Prove the following floor function identity

Question

The identity is this: $\lfloor 2x \rfloor + \lfloor 2y \rfloor \geq \lfloor x \rfloor + \lfloor y \rfloor + \lfloor x+y \rfloor$

I am truly stumped. Help is appreciated. Thank you!

Answer 1

Certainly this is true if $x$ and $y$ are integers. Suppose now $x=b_{x}+\epsilon_{x}$ and $y=b_{y}+\epsilon_{y}$ where $b_{x}$ and $b_{y}$ are integers and $0<\epsilon_{x},\epsilon_{y}<\frac{1}{2}$. Then, $$ \left\lfloor 2x\right\rfloor +\left\lfloor 2y\right\rfloor =2b_{x}+2b_{y} $$ and $$ \left\lfloor x\right\rfloor +\left\lfloor y\right\rfloor +\left\lfloor x+y\right\rfloor =2b_{x}+2b_{y}. $$ Now, try doing the cases (i) $\frac{1}{2}\leq\epsilon_{x},\epsilon_{y}<1$ and (ii) $0<\epsilon_{x}<\frac{1}{2}$ and $\frac{1}{2}\leq\epsilon_{y}<1$ on your own.

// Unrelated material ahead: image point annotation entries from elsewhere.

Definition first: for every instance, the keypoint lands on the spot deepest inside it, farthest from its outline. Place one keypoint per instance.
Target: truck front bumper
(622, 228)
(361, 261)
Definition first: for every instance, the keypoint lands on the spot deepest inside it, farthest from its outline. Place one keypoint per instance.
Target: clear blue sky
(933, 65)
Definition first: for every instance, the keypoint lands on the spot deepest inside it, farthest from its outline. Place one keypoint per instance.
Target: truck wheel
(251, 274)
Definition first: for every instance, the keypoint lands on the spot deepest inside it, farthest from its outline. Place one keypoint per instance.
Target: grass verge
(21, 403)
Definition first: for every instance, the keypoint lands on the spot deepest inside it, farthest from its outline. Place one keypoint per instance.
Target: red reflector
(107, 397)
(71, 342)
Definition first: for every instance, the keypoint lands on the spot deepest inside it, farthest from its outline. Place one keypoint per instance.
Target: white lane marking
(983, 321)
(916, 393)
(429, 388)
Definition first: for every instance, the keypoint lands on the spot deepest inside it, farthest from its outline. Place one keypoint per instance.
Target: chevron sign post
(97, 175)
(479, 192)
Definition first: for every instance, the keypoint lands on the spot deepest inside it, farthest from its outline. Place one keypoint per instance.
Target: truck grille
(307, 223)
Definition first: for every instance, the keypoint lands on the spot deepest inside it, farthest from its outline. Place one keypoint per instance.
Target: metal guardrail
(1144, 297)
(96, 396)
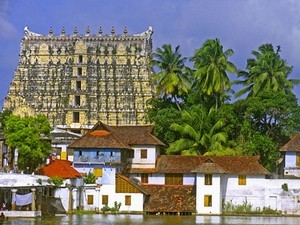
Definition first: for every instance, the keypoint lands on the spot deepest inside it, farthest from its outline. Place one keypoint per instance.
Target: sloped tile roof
(133, 183)
(242, 165)
(60, 168)
(99, 139)
(170, 198)
(177, 163)
(293, 145)
(105, 136)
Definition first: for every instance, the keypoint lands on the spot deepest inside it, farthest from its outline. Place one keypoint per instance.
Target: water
(153, 220)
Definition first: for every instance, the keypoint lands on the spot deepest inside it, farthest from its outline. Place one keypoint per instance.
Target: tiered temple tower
(77, 80)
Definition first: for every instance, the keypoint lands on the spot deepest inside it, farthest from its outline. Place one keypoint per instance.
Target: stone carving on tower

By symmetry, (ii) handles the case (iii) $\frac{1}{2}\leq\epsilon_{x}<1$ and $0<\epsilon_{y}<\frac{1}{2}$.

Answer 2

Adding $1$ to $x$ or $y$ increases both sides of the stated inequality by $2$. We therefore may assume $0\leq x<1$, $0\leq y<1$, which implies $\lfloor x\rfloor=\lfloor y\rfloor=0$. We then have $$\lfloor x+y \rfloor={\bf 1}[x+y\geq1]\leq {\bf 1}\bigl[\max\{x,y\}\geq{\textstyle{1\over2}}\bigr]\leq {\bf 1}\bigl[x\geq{\textstyle{1\over2}}\bigr]+{\bf 1}\bigl[y\geq{\textstyle{1\over2}}\bigr]=\lfloor2x \rfloor+\lfloor 2y \rfloor\ .$$ Here ${\bf 1}[\ ]$ denotes the characteristic function of the indicated set.